Cancer is the quintessential genetic disease, so it comes as little surprise to find it has benefited most from the unravelling of the human genome - the blueprint of life written in the digital DNA code of the cell's chromosomes.
It is now more than 10 years since the full DNA sequence of the human genome was first published and the benefits of that understanding are now apparent in a remarkable breakthrough in breast cancer genetics.
For the first time, scientists have been able to tease apart differences in the DNA of breast cancer patients that go far beyond the results of classical medical science, based on the tradition of analysing tumour tissue under a microscope.
Researchers have used advances in genetics to determine 10 subtypes of breast cancer, each of which has a unique genetic fingerprint that could in the future determine a patient's tailor-made treatment - or cure.
At present, breast cancers are classified according to the presence or absence of a few "markers" or proteins found on the surface of tumour cells. In future, doctors will classify breast cancers based on the presence, absence or even activity of the smallest bits of DNA code.
The power of the latest study, published in the journal Nature, resides in the ability to retrospectively analyse some 2000 frozen samples of breast-tumour tissue collected from women in Britain and Canada between five and 10 years ago.
Using powerful new developments in DNA analysis, such as computer-controlled "micro arrays" that can automatically scan the entire three-billion-letter code of the human genome for the smallest of mutations, scientists were able to confidently pigeonhole each tissue sample into one of 10 subtypes.
Each subtype had defined characteristics in terms of DNA variations and gene activity. The scientists could also show that each subtype displayed subtle but important features in terms of a patient's prognosis - in other words the DNA differences mattered.
Instead of looking at breast cancer as a single disease with a limited range of treatments, the scientists believe that their breakthrough demonstrates a range of cancer subtypes that can and should be treated differently.
"Our results will pave the way for doctors to diagnose the type of breast cancer a woman has, the types of drugs that will work, and those that won't, in a much more precise way than is currently possible," said Professor Carlos Caldas of Cambridge University, a senior member of the Anglo-Canadian research consortium.
"Essentially we've moved from knowing what a breast tumour looks like under a microscope to pinpointing its molecular anatomy - and eventually we'll know which drugs it will respond to."
It would mean that breast cancer patients in the future would have a genetic test before doctors decide on which treatment options to consider. This would end the blunderbuss approach of past therapy, leading to custom-designed "silver bullets" to treat cancer subtypes.
"This has the potential to change the face of breast cancer; from how we diagnose and treat it, to how we follow it up," said Julia Wilson, head of research at the charity Breakthrough Breast Cancer.
At present, some patients are receiving treatment that serves no benefit and is likely to have harmful side effects.
The DNA revolution could change this, although scientists emphasised it will take many years before patients experience the benefits first-hand.
"I want to be very cautious here. This is a very important first step, and now what follows is to validate its clinical use," Caldas said.

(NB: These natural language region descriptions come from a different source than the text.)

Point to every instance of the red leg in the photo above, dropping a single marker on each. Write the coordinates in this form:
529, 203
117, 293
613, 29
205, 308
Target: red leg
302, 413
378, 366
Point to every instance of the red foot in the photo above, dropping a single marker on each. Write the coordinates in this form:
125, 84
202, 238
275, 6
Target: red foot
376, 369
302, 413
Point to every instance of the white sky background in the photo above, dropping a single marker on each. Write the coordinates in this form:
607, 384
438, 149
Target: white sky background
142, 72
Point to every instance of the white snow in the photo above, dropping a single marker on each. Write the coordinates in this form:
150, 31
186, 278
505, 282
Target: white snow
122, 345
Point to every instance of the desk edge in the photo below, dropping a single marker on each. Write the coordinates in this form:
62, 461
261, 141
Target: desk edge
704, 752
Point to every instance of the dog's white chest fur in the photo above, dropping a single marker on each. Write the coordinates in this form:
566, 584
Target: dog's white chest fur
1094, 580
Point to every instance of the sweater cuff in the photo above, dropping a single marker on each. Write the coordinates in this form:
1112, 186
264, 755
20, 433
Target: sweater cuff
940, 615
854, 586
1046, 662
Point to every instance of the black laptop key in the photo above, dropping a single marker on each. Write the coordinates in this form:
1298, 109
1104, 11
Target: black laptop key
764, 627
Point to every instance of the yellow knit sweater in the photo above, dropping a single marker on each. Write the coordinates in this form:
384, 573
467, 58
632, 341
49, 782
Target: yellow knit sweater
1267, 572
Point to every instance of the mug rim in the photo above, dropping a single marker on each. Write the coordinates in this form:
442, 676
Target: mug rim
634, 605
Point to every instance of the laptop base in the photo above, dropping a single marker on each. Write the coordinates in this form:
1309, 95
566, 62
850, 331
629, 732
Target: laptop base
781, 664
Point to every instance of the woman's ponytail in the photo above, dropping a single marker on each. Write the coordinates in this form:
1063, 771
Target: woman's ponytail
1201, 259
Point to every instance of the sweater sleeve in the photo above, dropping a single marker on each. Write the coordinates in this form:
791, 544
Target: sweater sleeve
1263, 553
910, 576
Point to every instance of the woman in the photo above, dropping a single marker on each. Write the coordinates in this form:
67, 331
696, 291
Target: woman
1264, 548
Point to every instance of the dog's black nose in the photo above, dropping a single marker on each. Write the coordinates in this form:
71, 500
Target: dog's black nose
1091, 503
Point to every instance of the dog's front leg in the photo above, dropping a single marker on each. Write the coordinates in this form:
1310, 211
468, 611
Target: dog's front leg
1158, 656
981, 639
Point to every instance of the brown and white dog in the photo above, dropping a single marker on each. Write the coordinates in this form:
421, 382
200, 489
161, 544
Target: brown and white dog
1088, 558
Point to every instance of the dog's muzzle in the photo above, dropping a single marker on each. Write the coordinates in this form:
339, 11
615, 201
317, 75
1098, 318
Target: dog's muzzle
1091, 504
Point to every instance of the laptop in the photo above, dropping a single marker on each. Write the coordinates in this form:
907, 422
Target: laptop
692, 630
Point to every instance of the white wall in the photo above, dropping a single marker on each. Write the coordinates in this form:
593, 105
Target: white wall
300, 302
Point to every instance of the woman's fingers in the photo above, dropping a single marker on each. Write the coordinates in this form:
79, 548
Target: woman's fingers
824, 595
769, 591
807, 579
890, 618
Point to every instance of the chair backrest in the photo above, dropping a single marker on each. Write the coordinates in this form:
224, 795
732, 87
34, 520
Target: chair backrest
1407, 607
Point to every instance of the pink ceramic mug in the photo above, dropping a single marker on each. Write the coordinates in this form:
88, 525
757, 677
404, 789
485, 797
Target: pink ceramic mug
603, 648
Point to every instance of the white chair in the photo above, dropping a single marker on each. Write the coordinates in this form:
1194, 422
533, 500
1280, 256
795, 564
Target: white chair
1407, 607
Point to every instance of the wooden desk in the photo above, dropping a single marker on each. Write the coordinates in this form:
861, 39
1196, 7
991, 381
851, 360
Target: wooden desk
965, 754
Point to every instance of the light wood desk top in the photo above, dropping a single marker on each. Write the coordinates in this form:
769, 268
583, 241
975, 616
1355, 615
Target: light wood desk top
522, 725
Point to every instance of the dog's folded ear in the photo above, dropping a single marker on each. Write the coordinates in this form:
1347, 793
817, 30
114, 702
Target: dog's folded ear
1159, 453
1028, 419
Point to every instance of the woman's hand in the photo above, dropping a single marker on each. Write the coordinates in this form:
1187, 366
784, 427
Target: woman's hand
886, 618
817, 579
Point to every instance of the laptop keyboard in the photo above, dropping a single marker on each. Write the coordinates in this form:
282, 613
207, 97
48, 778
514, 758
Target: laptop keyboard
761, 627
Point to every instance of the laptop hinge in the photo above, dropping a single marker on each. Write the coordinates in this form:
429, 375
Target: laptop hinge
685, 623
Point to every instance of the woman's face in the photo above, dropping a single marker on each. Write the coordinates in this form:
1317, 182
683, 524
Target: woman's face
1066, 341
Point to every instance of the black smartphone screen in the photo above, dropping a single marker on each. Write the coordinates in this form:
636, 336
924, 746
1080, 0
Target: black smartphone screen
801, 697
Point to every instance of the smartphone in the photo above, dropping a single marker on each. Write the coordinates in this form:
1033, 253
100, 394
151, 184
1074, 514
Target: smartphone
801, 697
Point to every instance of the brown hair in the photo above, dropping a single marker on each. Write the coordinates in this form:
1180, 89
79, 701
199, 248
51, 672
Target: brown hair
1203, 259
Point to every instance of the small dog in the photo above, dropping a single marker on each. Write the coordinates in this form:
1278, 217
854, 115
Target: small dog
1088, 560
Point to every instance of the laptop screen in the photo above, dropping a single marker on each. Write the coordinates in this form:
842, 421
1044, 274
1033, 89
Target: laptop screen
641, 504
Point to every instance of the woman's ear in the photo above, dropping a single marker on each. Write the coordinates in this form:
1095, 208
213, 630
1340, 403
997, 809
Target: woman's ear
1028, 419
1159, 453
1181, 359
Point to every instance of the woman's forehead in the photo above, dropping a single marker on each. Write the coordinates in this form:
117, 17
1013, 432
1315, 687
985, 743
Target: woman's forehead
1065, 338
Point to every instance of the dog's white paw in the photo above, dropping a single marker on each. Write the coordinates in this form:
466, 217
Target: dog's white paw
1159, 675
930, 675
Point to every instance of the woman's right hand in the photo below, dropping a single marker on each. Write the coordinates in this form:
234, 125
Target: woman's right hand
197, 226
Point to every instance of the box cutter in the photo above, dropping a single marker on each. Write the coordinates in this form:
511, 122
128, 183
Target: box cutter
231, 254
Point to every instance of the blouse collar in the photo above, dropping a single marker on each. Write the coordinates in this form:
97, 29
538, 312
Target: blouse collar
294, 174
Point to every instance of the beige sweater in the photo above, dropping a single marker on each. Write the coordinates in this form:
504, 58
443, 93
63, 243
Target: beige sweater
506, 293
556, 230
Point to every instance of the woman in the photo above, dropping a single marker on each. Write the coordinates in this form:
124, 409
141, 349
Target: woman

One of the first groups to benefit, he said, would be patients who are currently being "over treated" with potentially toxic drugs because current tests do not distinguish between those patients who will benefit from a particular drug and those who do not.
The study, carried out in co-operation with the University of British Columbia in Vancouver, also discovered that certain genes are involved in either driving breast cancer or holding it back from spreading.
Some of these genes are known to be involved in the production of enzymes within human cells, which will make them attractive targets for the development of new anti-cancer drugs, said Sam Aparicio of UBC, the study's co-leader.